None of that would matter, however, if the music didn’t end up being so surprisingly interesting. “I like the challenge of making something large fit into a small space,” Smith told Wired. “How much expression can you get from just the three oscillators of the NES?” Certainly a big part of the pleasure of MOON8 is discovering how your favorite sounds from the original album are going to be translated into the music of Mario and company, from the power-up and coin sounds that become the cash-register noises at the beginning of “Money” to the explosions and lasers (sorry, it’s hard not to hear it that way) that replace the big epic backing vocals on “Us and Them.” But reducing peak-of-their-powers David Gilmour, Nick Mason, Roger Waters, and Richard Wright to whatever you can fit into the rudimentary tools of the FamiTracker reveals as much as it replaces. “Breathe” becomes a cheeky, bouncy pseudo-funk track halfway between the Head Hunters version of Herbie Hancock’s “Watermelon Man” and the underground music from Super Mario Bros.; “Time” starts like a quest and ends like a losing battle. With so few distractions, the singsongy quality of Dark Side‘s simple melodies–as simple and timeless as “Ring Around the Rosey”–comes through, unveiling a heretofore hidden aspect of the original album’s power.
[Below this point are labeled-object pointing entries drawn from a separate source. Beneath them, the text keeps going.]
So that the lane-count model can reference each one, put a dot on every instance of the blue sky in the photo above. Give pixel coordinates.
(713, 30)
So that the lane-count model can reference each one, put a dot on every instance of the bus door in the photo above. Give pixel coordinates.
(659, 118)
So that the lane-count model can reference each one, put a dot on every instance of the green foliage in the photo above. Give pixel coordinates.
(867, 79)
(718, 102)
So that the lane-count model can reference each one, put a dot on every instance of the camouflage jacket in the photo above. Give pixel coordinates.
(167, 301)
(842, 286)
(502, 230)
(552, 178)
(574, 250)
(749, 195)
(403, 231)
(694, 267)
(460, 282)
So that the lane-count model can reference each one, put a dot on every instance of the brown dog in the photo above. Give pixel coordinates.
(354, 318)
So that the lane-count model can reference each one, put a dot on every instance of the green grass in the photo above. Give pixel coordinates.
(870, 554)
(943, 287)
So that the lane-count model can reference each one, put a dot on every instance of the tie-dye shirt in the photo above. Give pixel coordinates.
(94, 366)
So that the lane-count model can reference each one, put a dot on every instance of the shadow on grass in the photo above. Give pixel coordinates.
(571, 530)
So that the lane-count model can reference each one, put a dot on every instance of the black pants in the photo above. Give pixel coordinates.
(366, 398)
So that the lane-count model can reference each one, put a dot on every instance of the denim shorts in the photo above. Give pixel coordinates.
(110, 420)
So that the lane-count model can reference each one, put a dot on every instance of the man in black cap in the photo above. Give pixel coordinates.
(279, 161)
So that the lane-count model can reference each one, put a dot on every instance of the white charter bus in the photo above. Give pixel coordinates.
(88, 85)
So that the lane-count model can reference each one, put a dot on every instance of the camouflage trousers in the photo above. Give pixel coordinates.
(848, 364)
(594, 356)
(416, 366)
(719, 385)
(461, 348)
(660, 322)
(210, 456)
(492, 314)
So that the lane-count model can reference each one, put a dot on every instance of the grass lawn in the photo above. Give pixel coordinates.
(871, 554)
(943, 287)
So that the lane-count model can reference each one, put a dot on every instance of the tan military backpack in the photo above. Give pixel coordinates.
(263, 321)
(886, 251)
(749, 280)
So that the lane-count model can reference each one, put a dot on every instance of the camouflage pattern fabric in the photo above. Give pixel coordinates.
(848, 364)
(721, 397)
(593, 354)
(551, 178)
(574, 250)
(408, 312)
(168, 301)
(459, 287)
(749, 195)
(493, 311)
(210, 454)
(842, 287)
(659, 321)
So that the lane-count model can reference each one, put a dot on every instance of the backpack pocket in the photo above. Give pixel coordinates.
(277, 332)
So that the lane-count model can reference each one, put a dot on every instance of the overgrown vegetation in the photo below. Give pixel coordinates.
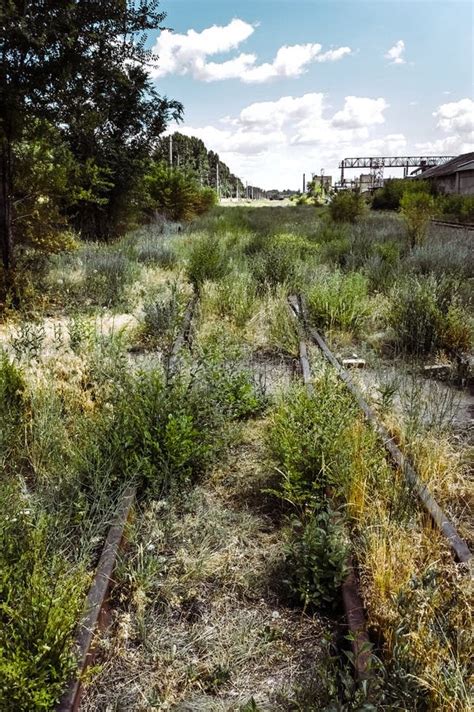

“Crying for Us and Them” is in a way a similar process of addition through subtraction, coupled with addition through plain-old addition. Created by Phil RetroSpector for Mashed in Plastic, an all-mash-up David Lynch tribute album, it combines David Ari Leon’s piano-only cover of “Us and Them” (from one of those countless “Piano Tribute to…” cash-in albums) with Rebekah Del Rio’s gutwrenching Spanish-language a cappella cover of Roy Orbison’s “Crying,” “Llorando,” from Lynch’s Mulholland Drive. Once again, this is some wheels-within-wheels stuff: A cover that translates a song from one musical idiom to another, coupled with a cover that translates another song from one language to another, combined to create a new song, which is itself a tribute to the pivotal scene in a movie preoccupied with doubles, shifting identities, personal re-creation, and the flimsy boundary between the real and the unreal. And oh, right, there are the original lyrics to “Us and Them”: “And who knows which is which and who is who?”

But here, again, beyond the conceptual hijinx, something interesting is being revealed about the music. Lyrically, “Us and Them” is a song about conflict, about the powerful fucking over the powerless, in no uncertain terms. “‘Forward!’ they cried from the rear, and the front rank died”–as blunt and angry a description of war as you’re likely to find, especially considering that given Waters’ history the war he likely had in mind was the Good War itself, World War II. But musically, isn’t it romantic? That gentle groove, that crooning saxophone, that piano like an inviting breeze…the first time I heard this song, off one of my dad’s LPs back in middle school, I put it on a mix for the girl I liked, thinking it’d be a great song to make out to. In that regard it’s probably the clearest articulation of Dark Side‘s project of using warm, intoxicating music to say awful things. “Crying for Us and Them” takes advantage of Leon’s bare, pretty arrangement to reinvent “Us and Them” as a love song for real, only it’s now layered with the vocals of perhaps the most devastating lost love song ever recorded. A personal apocalypse on par with any of the Big Questions tackled by Dark Side–one just as tied to adult failure and regret. I was alright for a while, but the sun is eclipsed by the moon.